Sorry, I confused your post with another at the top of this thread where the OP said they were running on Proxmox.

I see where you said you were running on an SG-2100. That is an ARM-based appliance (not Intel). Another poster in this thread has an SG-3100 in his signature. That is also an ARM-based appliance. Could be an issue with the latest unbound version and ARM hardware. I did notice that when my SG-5100 updated it pulled down a new unbound version as part of the upgrade. I've not seen any issue on my SG-5100, but it is Intel-based hardware.

There have, in the past, been some weird issues with software running on ARM hardware due in part to some quirkiness with the llvm compiler used.

Jax

@bmeeks Thanks again for clarifying ... @rcoleman-netgate do you have any further observations on this issue? It does seem to be Netgate-specific.

domnado

I had to put in a support ticket because I wasn't able to boot my device after trying to rollback to 22.01. While in my support ticket for getting the firmware to reflash I was told about an IP monitoring option "System->Routing->Gateways" edit ipv4 Gateway and to change "Monitor IP" to a public DNS server because the system pings this IP on a consistent basis and some ISPs treat this as a DoS attack and will temporarily block it, then the router will consider the WAN connection down. After using a Google, Cloudflare or OpenDNS server IP address in this field I have not had any issues with unbound on my SG 1100.

lohphat

Datapoint:

I had DNSSEC enabled in 22.01 and the setting carried over into 22.05 when I upgraded this morning.

After playing with different configs all day, turning off DNSSEC seems to have made things stable for me. I'll keep playing with it.

8jul2022 Update: Nope, it was better after startup but started misbehaving anyway after an hour.

9jul2022 Update: The stable config for me is to disable local DNS resolution and just forward it to the upstream DNS providers. DNSSEC is enabled. I've just added pfBlockerNG-devel into the mix and will see how things work over the day.

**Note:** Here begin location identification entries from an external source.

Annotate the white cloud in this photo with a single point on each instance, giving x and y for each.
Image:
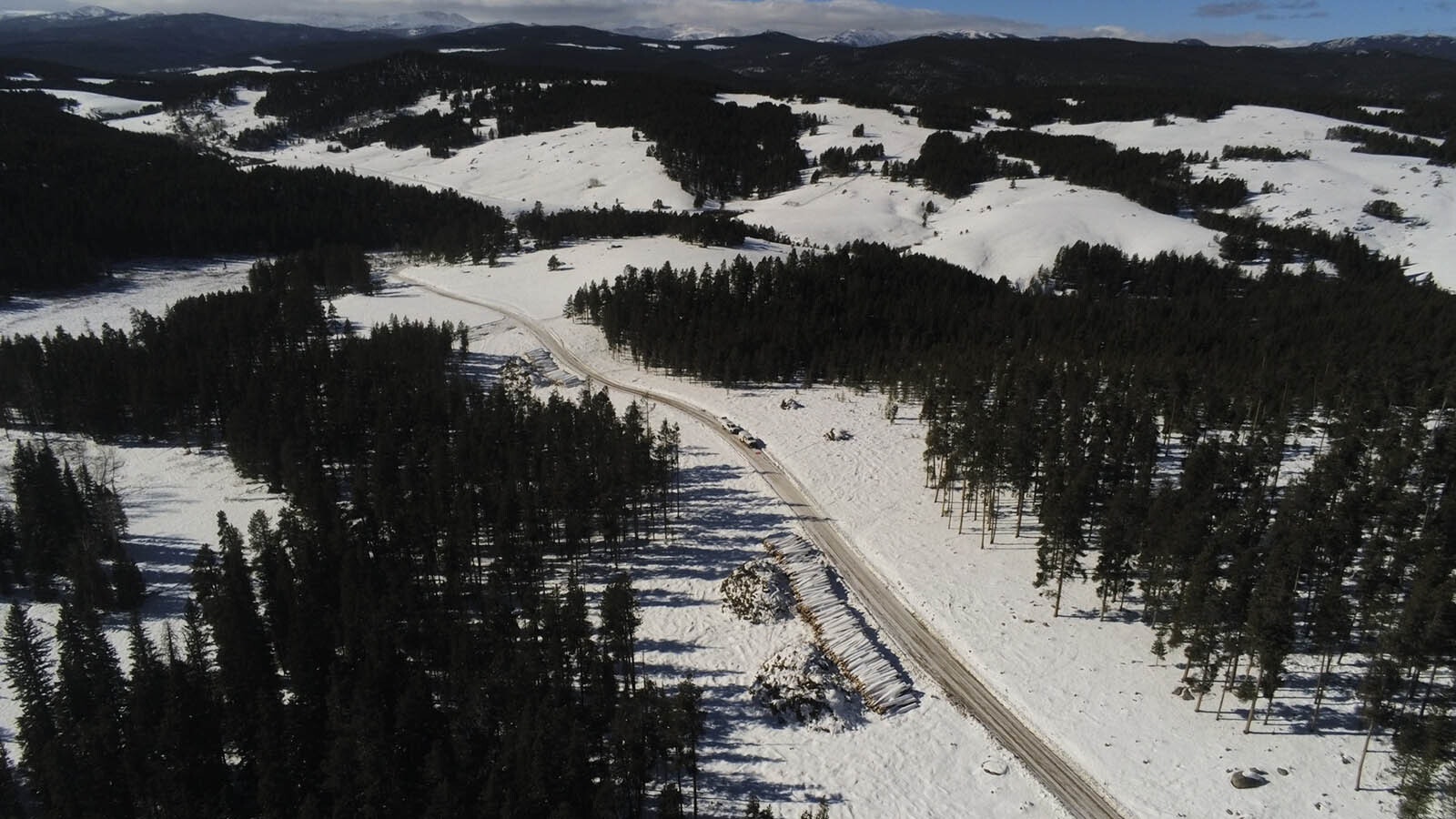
(804, 18)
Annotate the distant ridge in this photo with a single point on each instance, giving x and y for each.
(1427, 46)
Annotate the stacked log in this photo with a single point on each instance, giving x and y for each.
(841, 630)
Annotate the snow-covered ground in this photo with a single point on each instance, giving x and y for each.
(1329, 189)
(1089, 685)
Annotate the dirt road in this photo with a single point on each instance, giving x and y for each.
(897, 622)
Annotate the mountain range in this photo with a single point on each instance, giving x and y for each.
(99, 40)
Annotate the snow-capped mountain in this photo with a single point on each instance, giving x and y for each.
(677, 33)
(84, 14)
(973, 34)
(402, 24)
(1429, 46)
(36, 21)
(863, 38)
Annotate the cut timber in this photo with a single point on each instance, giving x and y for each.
(841, 630)
(546, 368)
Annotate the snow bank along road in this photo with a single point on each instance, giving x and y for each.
(905, 630)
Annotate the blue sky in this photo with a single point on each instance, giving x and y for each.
(1289, 19)
(1223, 22)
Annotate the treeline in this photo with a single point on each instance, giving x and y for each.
(715, 150)
(67, 525)
(319, 104)
(79, 196)
(711, 228)
(1063, 404)
(852, 315)
(1370, 140)
(408, 636)
(946, 164)
(440, 133)
(839, 160)
(1249, 238)
(1157, 181)
(954, 167)
(1263, 153)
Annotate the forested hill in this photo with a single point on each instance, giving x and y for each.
(77, 196)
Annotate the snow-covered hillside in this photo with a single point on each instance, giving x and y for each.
(1329, 191)
(1089, 685)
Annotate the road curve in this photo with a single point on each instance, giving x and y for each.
(890, 612)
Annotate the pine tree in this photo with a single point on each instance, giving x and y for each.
(28, 671)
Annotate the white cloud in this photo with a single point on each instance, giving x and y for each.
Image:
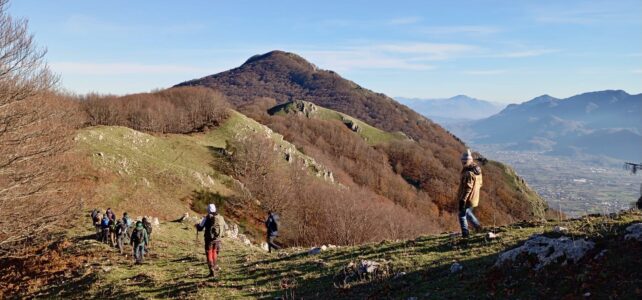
(469, 30)
(88, 68)
(404, 21)
(399, 56)
(526, 53)
(586, 12)
(485, 72)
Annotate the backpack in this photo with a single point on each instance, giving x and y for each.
(217, 228)
(121, 228)
(139, 236)
(148, 227)
(274, 224)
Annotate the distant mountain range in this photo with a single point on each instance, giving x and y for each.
(454, 109)
(604, 123)
(404, 158)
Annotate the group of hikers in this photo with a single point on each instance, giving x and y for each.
(120, 232)
(213, 225)
(109, 229)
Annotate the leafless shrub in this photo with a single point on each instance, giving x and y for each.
(175, 110)
(36, 128)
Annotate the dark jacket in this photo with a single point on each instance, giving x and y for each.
(271, 224)
(209, 221)
(145, 237)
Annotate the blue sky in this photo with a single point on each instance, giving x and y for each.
(505, 51)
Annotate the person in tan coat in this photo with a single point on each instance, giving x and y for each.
(468, 192)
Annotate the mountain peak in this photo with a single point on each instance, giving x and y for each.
(280, 57)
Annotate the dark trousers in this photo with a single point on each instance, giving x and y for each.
(464, 214)
(271, 244)
(212, 249)
(139, 252)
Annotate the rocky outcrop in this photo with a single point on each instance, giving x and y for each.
(547, 251)
(634, 232)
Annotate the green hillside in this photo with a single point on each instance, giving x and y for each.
(418, 268)
(369, 133)
(156, 174)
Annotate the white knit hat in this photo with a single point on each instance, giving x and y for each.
(467, 155)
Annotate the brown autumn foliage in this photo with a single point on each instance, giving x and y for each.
(39, 188)
(314, 211)
(175, 110)
(429, 167)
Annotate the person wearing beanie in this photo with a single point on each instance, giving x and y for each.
(468, 193)
(139, 241)
(214, 226)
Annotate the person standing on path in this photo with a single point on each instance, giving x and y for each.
(272, 226)
(468, 193)
(214, 226)
(139, 240)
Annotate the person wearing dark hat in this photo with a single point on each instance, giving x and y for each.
(214, 226)
(468, 192)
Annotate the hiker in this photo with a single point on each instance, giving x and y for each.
(111, 214)
(121, 235)
(127, 220)
(104, 227)
(97, 218)
(468, 193)
(214, 226)
(148, 227)
(139, 240)
(112, 232)
(272, 226)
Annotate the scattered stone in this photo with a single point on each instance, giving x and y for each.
(492, 235)
(548, 250)
(184, 218)
(233, 231)
(560, 229)
(368, 266)
(399, 275)
(321, 263)
(456, 268)
(634, 232)
(245, 240)
(314, 251)
(601, 254)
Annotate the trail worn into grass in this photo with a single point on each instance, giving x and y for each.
(175, 267)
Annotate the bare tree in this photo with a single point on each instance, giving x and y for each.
(36, 127)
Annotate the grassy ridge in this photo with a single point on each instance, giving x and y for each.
(158, 174)
(370, 134)
(415, 268)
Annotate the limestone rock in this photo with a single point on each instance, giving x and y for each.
(314, 251)
(634, 232)
(548, 250)
(456, 268)
(560, 229)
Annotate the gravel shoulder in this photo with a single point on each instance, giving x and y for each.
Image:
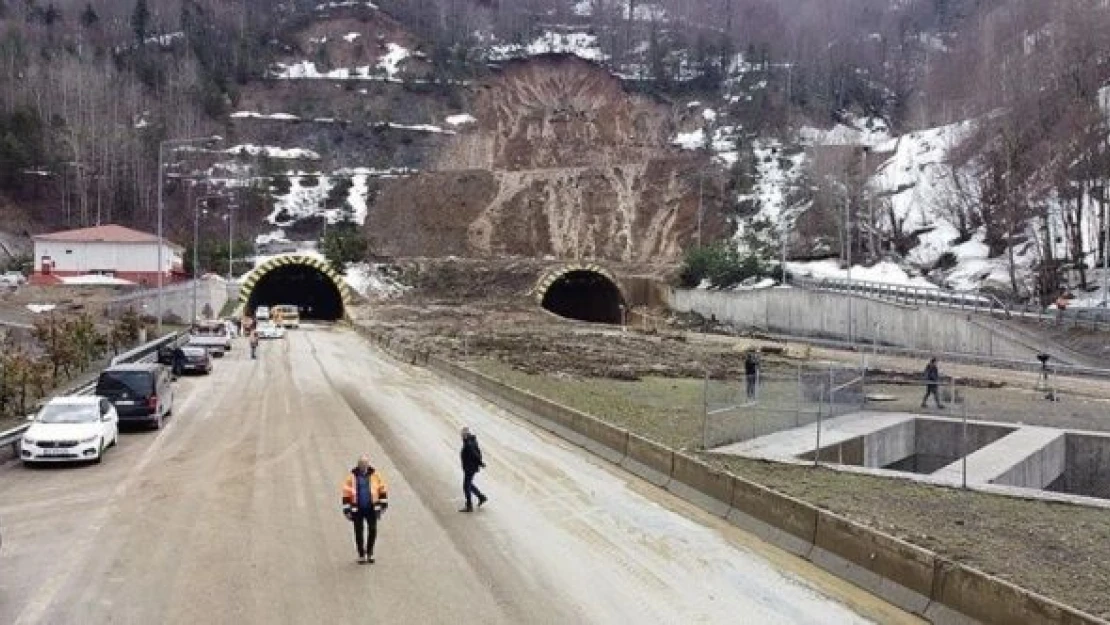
(1059, 550)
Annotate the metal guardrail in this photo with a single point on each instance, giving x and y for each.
(1090, 318)
(924, 295)
(147, 352)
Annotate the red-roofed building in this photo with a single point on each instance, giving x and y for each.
(104, 250)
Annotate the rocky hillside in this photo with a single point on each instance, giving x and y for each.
(561, 160)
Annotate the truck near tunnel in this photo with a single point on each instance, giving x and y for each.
(212, 335)
(286, 315)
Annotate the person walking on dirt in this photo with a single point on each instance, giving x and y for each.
(471, 456)
(364, 500)
(752, 373)
(931, 383)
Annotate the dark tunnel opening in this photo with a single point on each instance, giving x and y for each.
(302, 285)
(585, 295)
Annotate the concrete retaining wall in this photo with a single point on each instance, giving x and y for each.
(902, 574)
(821, 314)
(177, 300)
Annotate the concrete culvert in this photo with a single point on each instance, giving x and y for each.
(302, 285)
(585, 295)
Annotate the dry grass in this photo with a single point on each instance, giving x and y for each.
(1058, 550)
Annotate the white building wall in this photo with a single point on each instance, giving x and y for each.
(101, 255)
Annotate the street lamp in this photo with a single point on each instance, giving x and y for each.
(197, 223)
(161, 208)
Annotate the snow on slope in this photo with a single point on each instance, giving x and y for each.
(885, 272)
(581, 44)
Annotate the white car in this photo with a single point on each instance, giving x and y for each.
(270, 330)
(12, 279)
(71, 429)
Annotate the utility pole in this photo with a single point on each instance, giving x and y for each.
(161, 209)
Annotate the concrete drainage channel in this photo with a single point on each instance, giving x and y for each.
(1032, 462)
(905, 575)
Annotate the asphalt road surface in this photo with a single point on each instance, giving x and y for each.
(231, 514)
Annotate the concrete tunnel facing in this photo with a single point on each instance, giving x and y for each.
(584, 294)
(304, 282)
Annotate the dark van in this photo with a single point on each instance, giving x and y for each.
(141, 393)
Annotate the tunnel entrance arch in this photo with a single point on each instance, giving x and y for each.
(306, 282)
(582, 292)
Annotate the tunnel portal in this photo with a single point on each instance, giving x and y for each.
(305, 282)
(584, 294)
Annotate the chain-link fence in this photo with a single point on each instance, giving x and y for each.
(764, 403)
(744, 407)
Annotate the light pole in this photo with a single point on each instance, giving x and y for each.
(197, 228)
(231, 241)
(161, 209)
(783, 233)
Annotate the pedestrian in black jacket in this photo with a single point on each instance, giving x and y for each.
(471, 456)
(931, 383)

9jul2022 Update 2: Had to disable pfBlockerNG-devel due to inability to resolve domains. Just running on unbound only, no filtering.

lohphat

I'm getting a lot of these in the DNS Resolver log with pfBlockerNG-devel uninstalled, DNS forwarding and DNSSEC enabled:

Jul 9 12:43:02 	filterdns 	82159 	failed to resolve host steamusercontent.com will retry later again.
Jul 9 12:43:02 	filterdns 	82159 	failed to resolve host steamstatic.com will retry later again.
Jul 9 12:43:02 	filterdns 	82159 	failed to resolve host steamcontent.com will retry later again.